“Too much stick, not enough carrot”: Panelists express concerns about Bill 96

By Ruby Irene Pratka – Local Journalism Initiative

The Quebec Community Groups Network (QCGN) explored Bill 96 from all angles at a webinar on the evening of Jan. 20.

The wide-ranging, controversial legislation was first tabled in May 2021. Although it technically died on the order paper when Premier François Legault prorogued the National Assembly in October, the government has asserted its intention to pass it this year.

The law has potentially wide-ranging impacts on several spheres of Quebec society, including education (capping the percentage of CEGEP students that attend English-language schools and subjecting anglophone students to the same French exit exam as francophones), business (extending Bill 101 provisions to businesses of 25-49 employees and Crown corporations), immigration (expanding access to francization courses and communicating in French only with immigrants who have been in the province longer than six months) and justice (granting wider search powers to inspectors from the Office québécoise de la langue française). It also makes use of the notwithstanding clause of the Charter of Rights and Freedoms.

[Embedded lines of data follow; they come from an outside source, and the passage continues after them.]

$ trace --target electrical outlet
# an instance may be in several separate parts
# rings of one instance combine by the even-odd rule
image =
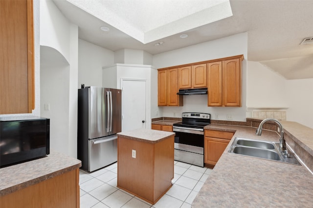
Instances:
[[[50,110],[50,104],[49,103],[45,104],[45,111]]]

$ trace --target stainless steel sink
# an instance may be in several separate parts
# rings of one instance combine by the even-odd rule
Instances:
[[[246,139],[238,139],[237,144],[239,145],[256,147],[261,149],[272,150],[275,149],[273,142],[263,142],[261,141],[247,140]]]
[[[231,153],[301,165],[292,154],[284,156],[278,150],[279,142],[236,137],[228,151]]]
[[[277,152],[262,149],[250,148],[246,147],[236,147],[233,152],[251,157],[260,157],[268,160],[281,161],[281,158]]]

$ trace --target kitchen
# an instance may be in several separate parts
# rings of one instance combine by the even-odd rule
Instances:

The QCGN has repeatedly spoken out against the bill, asserting that its use of the notwithstanding clause creates a “rights-free zone” in the province.

At the Jan. 20 panel, Senator Joan Fraser, former senator and La Presse editorialist André Pratte and left-wing independent journalist Christopher Curtis of The Rover, none of whom are directly affiliated with the QCGN, shared their reflections on the proposed legislation.

Curtis emphasized the necessity of acknowledging that French is the common language of Quebec and that it is in a precarious position in North America. However, he said he didn’t believe the bill could seriously address the vitality of French without infringing on citizens’ rights.

“Like a lot of things that this government does, it strikes me as more political than anything else,” he said.  “There’s a lot of stick and not a lot of carrot, whether it’s warrantless searches of people’s workplaces… or whether it’s fines that could put a business out of business.”

“Maybe I’m a dreamer, but I’d like to see something more like a summit on the future of French in Canada…where you would encourage people to live in French rather than introducing punitive measures,” said Curtis, an anglophone who rose to provincewide prominence with his dispatches from the Parti Québecois campaign bus in 2018. “If we focus on incentivizing rather than punishing, then we’re working toward a solution.” He raised concerns about potential implications of the bill for the health care and justice systems, and its future effect on elderly or vulnerable English speakers.

“This entire conversation is one colonial power speaking to another, and none of it involves protecting Indigenous languages,” Curtis added.

Pratte acknowledged that as a francophone public figure with deep roots in the province who openly opposed Bill 96 and Bill 21, he was in the minority. “The French language does need legislative protection in Quebec…and a few of the measures in Bill 96 could be helpful in that regard,” he said. “What I find the most worrisome is that it represents the most wide-ranging [use of the] notwithstanding clause in Quebec history.” The clause “ties the court’s hands” in the vast majority of potential court challenges,” he added. Bills 21 and 96 “show the real risks of the notwithstanding clause when the majority of the population of the province is either indifferent to the suppression of minority rights or even worse, in favour of it,” he said. “The door is then open to legal discrimination against minorities.”

He also observes that the bill, which would restrict access to English-language CEGEPs and discourage English as a hiring requirement, would “lead to fewer Quebecers learning English” and have consequences for Quebec’s place in the global economy.

“The huge majority of [this bill] will not change one iota the situation of French in Quebec, but will infringe…not only anglophones’ fundamental rights, but those of all Quebecers,” he concluded.

Curtis called on the community to “mobilize, organize and enlist allies” in the francophone community  to continue raising questions about the bill. “Young Quebecers are not afraid of the English language. They want to learn it because they…want to be able to work anywhere in the world. And the same for religious signs. They’ve been to school with people from all sorts of cultures and religions, and they have…an experience that is so different from the ones that their parents and especially their grandparents had. Organizing and finding allies is the only way to make someone pay a political price for this, which seems to be the only thing the government understands.”